Arrestati tre giornalisti di Al Jazeera. "Minaccia alla sicurezza nazionale"

Un altro colpo al grande network arabo di news: tre giornalisti di al-Jazeera sono stati arrestati dalla polizia segreta egiziana con l'accusa di trasmissione di materiale illegale e di minaccia alla «sicurezza nazionale». Lo ha reso noto il ministero degli Interni egiziano, spiegando che il loro materiale è stato sequestrato.
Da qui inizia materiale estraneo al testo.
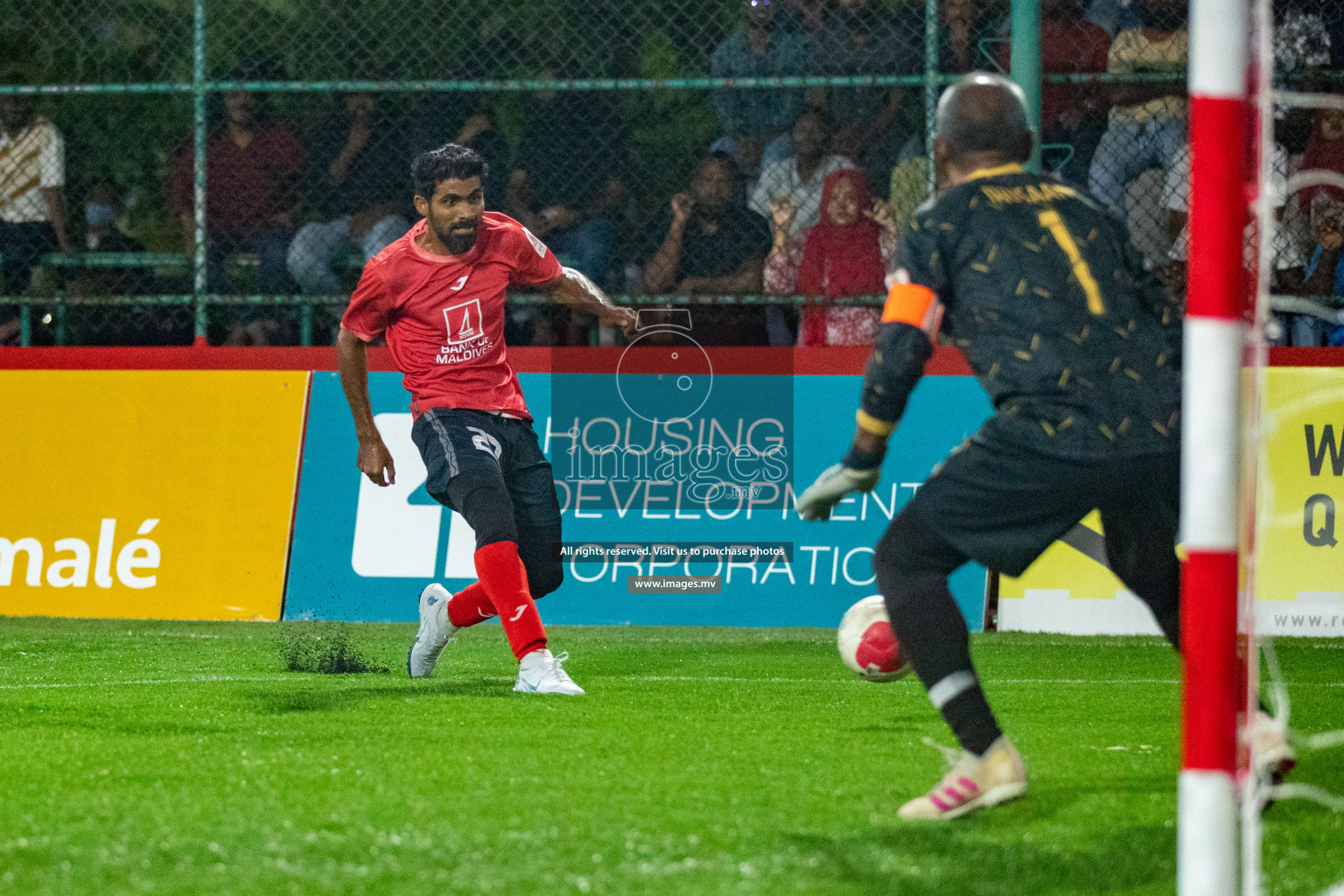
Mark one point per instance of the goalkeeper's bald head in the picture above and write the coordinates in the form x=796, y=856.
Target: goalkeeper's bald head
x=983, y=120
Secondo quanto riferisce la stessa al Jazeera, a essere stati prelevati nella notte al Cairo sono stati il corrispondente australiano Peter Greste, il producer egiziano Mohamed Fahmy con un passato alla Cnn e il cameraman, anche lui egiziano, Mohamed Fawzy. Negli ultimi vent'anni Greste ha lavorato per l'agenzia Reuters, la Cnn e la Bbc. L'emittente del Qatar ha chiesto l'immediato rilascio dei suoi reporter.

Secondo il ministero degli Interni del Cairo, il giornalista egiziano arrestato è un «membro dei Fratelli Musulmani», l'organizzazione dichiarata fuorilegge due giorni fa in Egitto di cui era espressione il deposto presidente Morsi.

Ieri la Commissione per la protezione dei giornalisti ha indicato l'Egitto, la Siria e l'Iraq come i luoghi più pericolosi per svolgere il lavoro giornalistico. In particolare, l'organizzazione ha sostenuto che le condizioni per i giornalisti in Egitto sono «peggiorate in modo drammatico» ricordando che «sei giornalisti sono stati uccisi per il loro lavoro nel 2013».

La realtà è che Al Jazeera è fin dal primo giorno del golpe militare nel mirino del regime del generale Al Sissi. La tv del Qatar del resto, dietro la patina di informazione obiettiva, è portatrice degli interessi degli emiri. Ha soffiato fin dall'inizio sul fuoco delle Primavere arabe, trascurando invece di raccontare le rivolte nei Paesi del Golfo.

Al Jazeera ha anche svolto un ruolo primario nel sollevare l'allarme internazionale che ha portato all'intervento in Libia.